Back in April, the World Health Organization announced support for an IP pool proposal relating broadly to COVID-19. Offered by Costa Rica, the proposal would create “a repository of information on diagnostic tests, devices, medication or vaccines, with free access or licensing on reasonable and affordable terms, in all member countries of the Organization.”

That pool appears near reality. On May 15th, in anticipation to the first virtual World Health Assembly (WHA), Costa Rica and the World Health Organization announced that the voluntary pool would be launched on May 29th. The COVID patent pool will apparently be built off of the Medicines Patent Pool, a pool funded by Unitaid, that pools patents for a variety of treatments and then licenses the patents to generics. Both the Medicines Patent Pool and Unitaid have expressed support for the WHO patent pool.

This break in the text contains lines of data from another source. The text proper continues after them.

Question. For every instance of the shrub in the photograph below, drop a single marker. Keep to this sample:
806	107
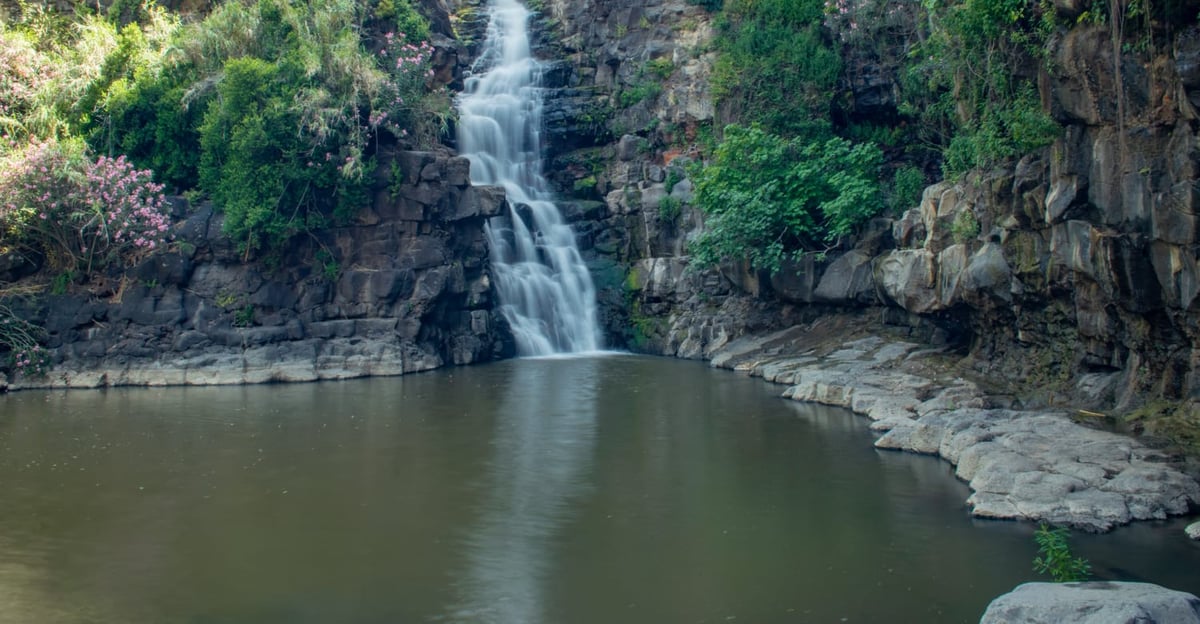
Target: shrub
774	66
286	143
83	215
21	339
907	186
767	197
1055	557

The WHA concluded by the adoption of a “landmark” resolution “to bring the world together to fight the COVID-19 pandemic.” Sponsored by 130 countries, the resolution broadly calls for “universal, timely and equitable access” to COVID-19 treatments.

But buried in that resolution are a few paragraphs that forced the United States to release an Explanation of Position disassociating itself from certain provisions. Relevant here, the US objected to paragraphs 4, 8.2 and 9.8 because the language there “does not adequately capture the carefully negotiated, and balanced, language” in the World Trade Organization Agreement on Trade-Related Aspects of Intellectual Property (TRIPS) and the Doha Declaration of 2001. (The Doha Declaration encouraged countries not to let TRIPS get in the way of protecting public health.) Instead, those sections in the WHA resolution purportedly present an “unbalanced and incomplete picture of that language at a time where all actors need to come together to produce vaccines and other critical health products.”

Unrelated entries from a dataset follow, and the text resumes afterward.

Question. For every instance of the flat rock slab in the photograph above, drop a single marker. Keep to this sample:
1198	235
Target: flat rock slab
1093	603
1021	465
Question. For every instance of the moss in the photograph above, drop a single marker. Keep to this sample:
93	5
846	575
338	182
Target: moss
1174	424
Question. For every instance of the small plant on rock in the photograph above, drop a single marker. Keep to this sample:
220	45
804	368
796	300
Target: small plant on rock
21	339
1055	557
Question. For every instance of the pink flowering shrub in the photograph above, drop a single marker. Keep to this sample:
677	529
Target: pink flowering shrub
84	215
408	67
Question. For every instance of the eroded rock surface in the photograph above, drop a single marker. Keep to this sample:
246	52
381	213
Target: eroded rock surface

Recognizing the “critical role that intellectual property plays” in incentivizing innovation, the United States is “concerned that a misinterpretation of international trade obligations in non-WTO multilateral fora may negatively affect countries’ abilities to incentivize new drug development and expand access to medicines.”

Costa Rica in particular may want to pay attention to the US’s Explanation of Position. It shares the US’s view that references to voluntarily patent pools should “be limited to voluntary mechanisms existing before the COVID-19 pandemic, not new or proposed ‘patent pooling’ mechanisms created in response to the pandemic.” Why? Because voluntary patent pools “as applied to COVID-19 related technologies [should] be narrowly tailored in scope and duration to the medical needs of the current crisis” and the World Intellectual Property Organization should play an appropriate role in their operation and evolution.

As international efforts pursue a treatment for COVID-19, we’ll continue to monitor compulsory and voluntary initiatives—such as the Open COVID Pledge—that affect intellectual property.